Even as demand is growing, what do outsourced marketing operations really entail? When we speak of specific services that can qualify as ‘outsourceable’, the truth is most marketing departments traditionally already outsource certain activities, though this may not be construed as outsourcing. For example, most marketing departments use advertising agencies, promotions companies, and event organisers. Over the years, the services outsourcing industry has started to fulfill demand for a lot more support services under the broad ‘sales and marketing BPO’ category, including customer support and demand generation. The outsourcing of marketing as a horizontal service is in a very nascent stage currently. However, given the increasing pressures for CMOs we just discussed, we believe the scope for outsourced marketing services has expanded exponentially. The pull from the buy-side is multi-dimensional and includes demand for a wide range of services, solutions and engagement types. (See figure 2)

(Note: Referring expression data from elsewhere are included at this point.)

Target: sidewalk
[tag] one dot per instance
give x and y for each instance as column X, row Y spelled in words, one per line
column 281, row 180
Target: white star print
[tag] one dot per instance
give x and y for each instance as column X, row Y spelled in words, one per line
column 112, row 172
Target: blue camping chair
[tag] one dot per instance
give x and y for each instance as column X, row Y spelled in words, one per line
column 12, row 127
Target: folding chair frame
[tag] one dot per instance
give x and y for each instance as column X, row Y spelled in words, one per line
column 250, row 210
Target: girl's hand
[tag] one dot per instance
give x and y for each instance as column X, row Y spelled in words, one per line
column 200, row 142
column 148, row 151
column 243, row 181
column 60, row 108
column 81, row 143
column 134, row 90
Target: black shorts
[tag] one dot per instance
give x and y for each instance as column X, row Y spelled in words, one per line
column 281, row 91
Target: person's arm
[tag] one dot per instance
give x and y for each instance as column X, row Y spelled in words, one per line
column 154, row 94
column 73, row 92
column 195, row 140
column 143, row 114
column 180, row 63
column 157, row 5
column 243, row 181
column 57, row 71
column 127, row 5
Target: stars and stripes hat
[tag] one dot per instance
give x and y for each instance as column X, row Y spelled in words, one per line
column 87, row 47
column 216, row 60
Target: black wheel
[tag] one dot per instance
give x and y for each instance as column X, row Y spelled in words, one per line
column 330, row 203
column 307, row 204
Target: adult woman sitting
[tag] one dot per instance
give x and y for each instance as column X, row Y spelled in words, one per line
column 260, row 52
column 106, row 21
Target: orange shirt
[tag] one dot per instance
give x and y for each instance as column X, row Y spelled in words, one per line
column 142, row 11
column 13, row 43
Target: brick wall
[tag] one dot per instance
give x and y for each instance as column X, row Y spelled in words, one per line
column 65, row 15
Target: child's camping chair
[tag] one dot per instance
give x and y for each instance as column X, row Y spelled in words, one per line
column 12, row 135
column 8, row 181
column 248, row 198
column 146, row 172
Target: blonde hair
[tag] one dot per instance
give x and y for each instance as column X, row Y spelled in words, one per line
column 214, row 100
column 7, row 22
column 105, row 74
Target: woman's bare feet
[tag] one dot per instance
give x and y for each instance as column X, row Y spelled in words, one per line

Recent research by HfS shows that the near-term demand for these marketing services is certainly nowhere near other segments like finance and accounting or sourcing and procurement. However, we believe that over the next three years CMOs will make more decisions to outsource their operations, especially in the areas of lead management, customer and data analytics, direct/relationship marketing, and call centre management.
It will be some time before these services are structured and formalised in the same manner as other horizontal offerings. Strategy teams for service providers are trying to place their fingers on the best approach to this vastly untapped market. The two crucial investments for these services include the right talent and technology/infrastructure. The high level of creativity and judgment in these activities necessitates the need to have people with a strong background in marketing, advertising, campaign management and other allied activities. High-end services within marketing require a lot of investment in the correct tools and technology to work on custom process frameworks and delivery for functions such as design, content management, analytics and database management. And developing sales relationships amongst marketing leaders will require additional investment.
The larger BPO service providers are beginning to develop marketing BPO offerings by leveraging existing capabilities, such as technical support and customer support. However, these services won’t appeal to most marketers because they are too operational in nature and not focussed on the outcomes marketers want to create (brand loyalty, satisfaction, and sales). The expansion of marketing BPO will only occur once service providers offer solutions that directly correlate to CMO needs. And, even then, these services will only be outsourced once trust has been established between the client and the service provider.
While other areas of outsourcing are still higher priority, the pressures of operationalising marketing while improving effectiveness of marketing spend are increasing interest in marketing BPO. Since most BPO service providers lack relationships and marketing expertise, the level of sophistication needed will take time to develop.
In the meantime, expect smaller “piecemeal” deals. Buyers and service providers are likely to make bigger investments in the category as service offerings mature and buyers start to take stock and implement long-term plans to transform their marketing activities.